Percebendo que não obteria muitas respostas dos dois, Patrícia não insistiu mais, seguindo em silêncio até a Mansão dos Amaral. Ao retornar a esse lugar familiar, um turbilhão de emoções invadiu Patrícia.
Educadamente, Gabriel indagou:
- A senhora vai descer?
- Não, não é necessário. Vou esperar por ele aqui.
Sua última interação com Teófilo resumiu-se ao divórcio. Ela não desejava criar mais complicações, especialmente porque cada centímetro daquele lugar carregava memórias dela com ele. Evocar essas lembranças poderia despertar sentimentos profundos que ela preferia evitar.

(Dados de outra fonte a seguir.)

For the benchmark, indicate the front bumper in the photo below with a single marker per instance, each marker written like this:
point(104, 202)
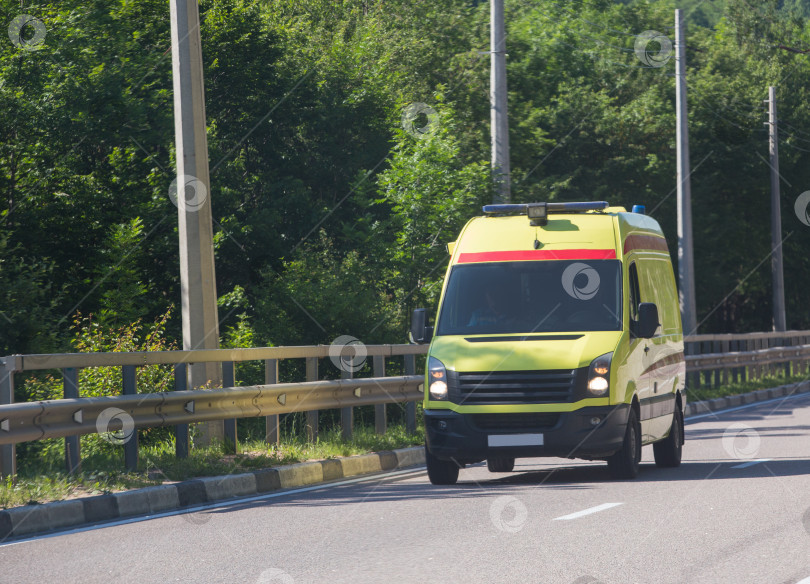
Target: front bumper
point(464, 437)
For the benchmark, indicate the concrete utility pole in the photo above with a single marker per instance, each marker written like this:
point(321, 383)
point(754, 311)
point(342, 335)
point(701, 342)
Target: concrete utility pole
point(686, 266)
point(197, 282)
point(497, 99)
point(777, 274)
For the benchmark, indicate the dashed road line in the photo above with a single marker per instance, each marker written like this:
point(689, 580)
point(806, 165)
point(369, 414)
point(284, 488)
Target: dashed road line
point(751, 463)
point(584, 512)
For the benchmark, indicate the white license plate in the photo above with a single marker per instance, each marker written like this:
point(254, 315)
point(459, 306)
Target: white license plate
point(515, 440)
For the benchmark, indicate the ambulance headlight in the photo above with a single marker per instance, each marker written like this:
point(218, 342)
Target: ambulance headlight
point(599, 376)
point(437, 379)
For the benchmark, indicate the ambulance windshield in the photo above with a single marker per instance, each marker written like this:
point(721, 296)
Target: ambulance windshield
point(532, 297)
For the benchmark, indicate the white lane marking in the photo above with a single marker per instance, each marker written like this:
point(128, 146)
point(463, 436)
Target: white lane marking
point(689, 419)
point(751, 463)
point(219, 504)
point(584, 512)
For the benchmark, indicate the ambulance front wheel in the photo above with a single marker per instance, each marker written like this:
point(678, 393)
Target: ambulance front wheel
point(441, 472)
point(624, 464)
point(669, 450)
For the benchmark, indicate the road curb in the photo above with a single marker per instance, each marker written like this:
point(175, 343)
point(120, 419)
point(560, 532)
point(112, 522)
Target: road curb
point(733, 401)
point(53, 517)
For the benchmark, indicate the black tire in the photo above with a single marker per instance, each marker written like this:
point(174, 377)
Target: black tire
point(441, 472)
point(500, 464)
point(624, 463)
point(668, 451)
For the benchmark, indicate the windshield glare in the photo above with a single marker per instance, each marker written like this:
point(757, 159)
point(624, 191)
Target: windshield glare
point(532, 296)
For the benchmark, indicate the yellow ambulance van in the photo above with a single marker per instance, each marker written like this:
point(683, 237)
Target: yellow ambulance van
point(558, 333)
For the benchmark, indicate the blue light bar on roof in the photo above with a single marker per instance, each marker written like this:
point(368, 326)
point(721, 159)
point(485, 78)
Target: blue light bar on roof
point(550, 207)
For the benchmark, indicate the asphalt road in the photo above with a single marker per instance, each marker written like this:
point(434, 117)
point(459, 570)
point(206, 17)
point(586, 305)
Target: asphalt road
point(737, 511)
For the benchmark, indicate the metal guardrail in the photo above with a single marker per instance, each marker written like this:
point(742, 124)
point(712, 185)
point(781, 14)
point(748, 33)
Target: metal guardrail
point(75, 416)
point(714, 361)
point(72, 417)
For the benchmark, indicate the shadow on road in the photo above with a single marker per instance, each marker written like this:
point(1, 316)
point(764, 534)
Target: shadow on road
point(570, 478)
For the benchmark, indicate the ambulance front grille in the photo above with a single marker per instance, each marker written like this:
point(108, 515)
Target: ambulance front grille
point(512, 387)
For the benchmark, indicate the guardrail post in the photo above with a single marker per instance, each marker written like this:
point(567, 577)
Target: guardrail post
point(312, 417)
point(180, 430)
point(131, 445)
point(70, 389)
point(380, 423)
point(229, 380)
point(271, 423)
point(410, 407)
point(8, 453)
point(347, 414)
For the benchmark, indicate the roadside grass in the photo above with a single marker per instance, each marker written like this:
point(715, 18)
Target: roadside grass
point(43, 479)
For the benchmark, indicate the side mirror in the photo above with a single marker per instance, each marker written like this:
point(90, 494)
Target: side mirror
point(420, 332)
point(647, 320)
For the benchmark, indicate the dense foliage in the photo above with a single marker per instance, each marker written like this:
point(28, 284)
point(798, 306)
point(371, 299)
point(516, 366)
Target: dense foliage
point(331, 215)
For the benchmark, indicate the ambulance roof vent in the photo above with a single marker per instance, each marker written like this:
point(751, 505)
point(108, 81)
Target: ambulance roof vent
point(538, 212)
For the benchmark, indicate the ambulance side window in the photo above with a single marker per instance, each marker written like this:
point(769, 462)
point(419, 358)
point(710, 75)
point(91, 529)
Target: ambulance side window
point(635, 296)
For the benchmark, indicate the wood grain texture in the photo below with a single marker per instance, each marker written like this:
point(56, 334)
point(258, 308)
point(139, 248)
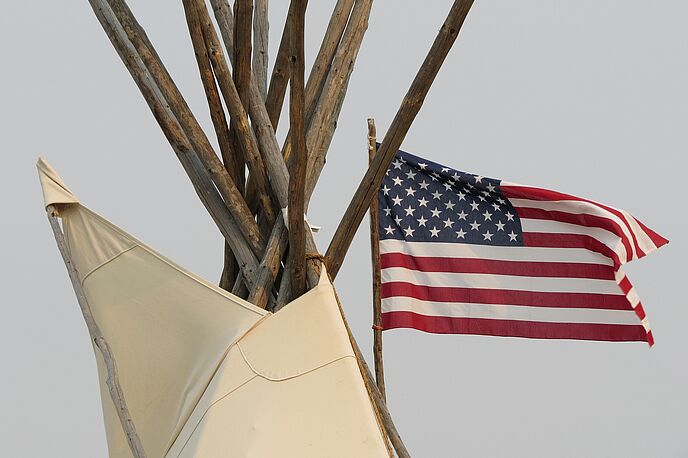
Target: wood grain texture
point(321, 65)
point(297, 242)
point(326, 112)
point(180, 144)
point(379, 404)
point(376, 272)
point(240, 122)
point(401, 123)
point(277, 89)
point(230, 267)
point(112, 380)
point(226, 186)
point(269, 265)
point(261, 34)
point(269, 147)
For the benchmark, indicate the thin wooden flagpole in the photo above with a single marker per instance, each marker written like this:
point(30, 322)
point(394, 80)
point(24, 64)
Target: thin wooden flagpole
point(112, 380)
point(410, 106)
point(376, 397)
point(377, 276)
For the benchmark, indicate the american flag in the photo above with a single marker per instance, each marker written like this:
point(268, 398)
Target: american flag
point(466, 254)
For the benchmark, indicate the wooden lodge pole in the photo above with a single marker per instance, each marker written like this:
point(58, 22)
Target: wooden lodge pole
point(376, 398)
point(173, 131)
point(230, 193)
point(377, 277)
point(261, 29)
point(217, 115)
point(296, 209)
point(407, 112)
point(112, 380)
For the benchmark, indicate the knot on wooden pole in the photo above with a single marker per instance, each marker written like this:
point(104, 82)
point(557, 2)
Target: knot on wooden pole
point(312, 256)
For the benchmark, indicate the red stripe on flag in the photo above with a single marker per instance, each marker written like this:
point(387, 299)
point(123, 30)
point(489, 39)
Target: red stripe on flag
point(497, 267)
point(513, 328)
point(524, 192)
point(504, 296)
point(657, 239)
point(580, 220)
point(547, 240)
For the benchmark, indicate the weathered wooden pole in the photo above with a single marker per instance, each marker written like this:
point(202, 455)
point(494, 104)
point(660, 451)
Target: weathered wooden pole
point(277, 89)
point(376, 397)
point(217, 115)
point(186, 119)
point(112, 381)
point(322, 66)
point(261, 29)
point(205, 189)
point(325, 113)
point(407, 112)
point(297, 173)
point(377, 277)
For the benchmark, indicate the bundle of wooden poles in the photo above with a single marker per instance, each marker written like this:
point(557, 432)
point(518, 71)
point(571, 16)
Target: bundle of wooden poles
point(255, 190)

Se alguém merecesse culpa, era o homem que costumava fazê-la derreter com suas palavras e desvanecer em seus abraços.
Mesmo agora, distante e frio como estava, Patrícia ainda mantinha vivas as lembranças dos momentos bons.
Mesmo ele sendo extremamente odiável, ela ainda não conseguia se forçar a odiá-lo.
O carro continuava ligado, proporcionando um calor constante. No interior vazio, era apenas Patrícia. Seu estômago doeu novamente, e ela se encolheu em uma posição fetal, abraçando seus joelhos como se fosse um camarãozinho encolhido no assento, aguardando a aurora do dia.
No inverno, a noite caía cedo e a manhã demorava a clarear. Apesar de passarem das sete horas, o céu permanecia envolto em neblina, ainda longe de estar completamente iluminado.
As folhas de nogueiras no jardim tinham caído havia muito tempo, e seus pensamentos flutuavam para o passado.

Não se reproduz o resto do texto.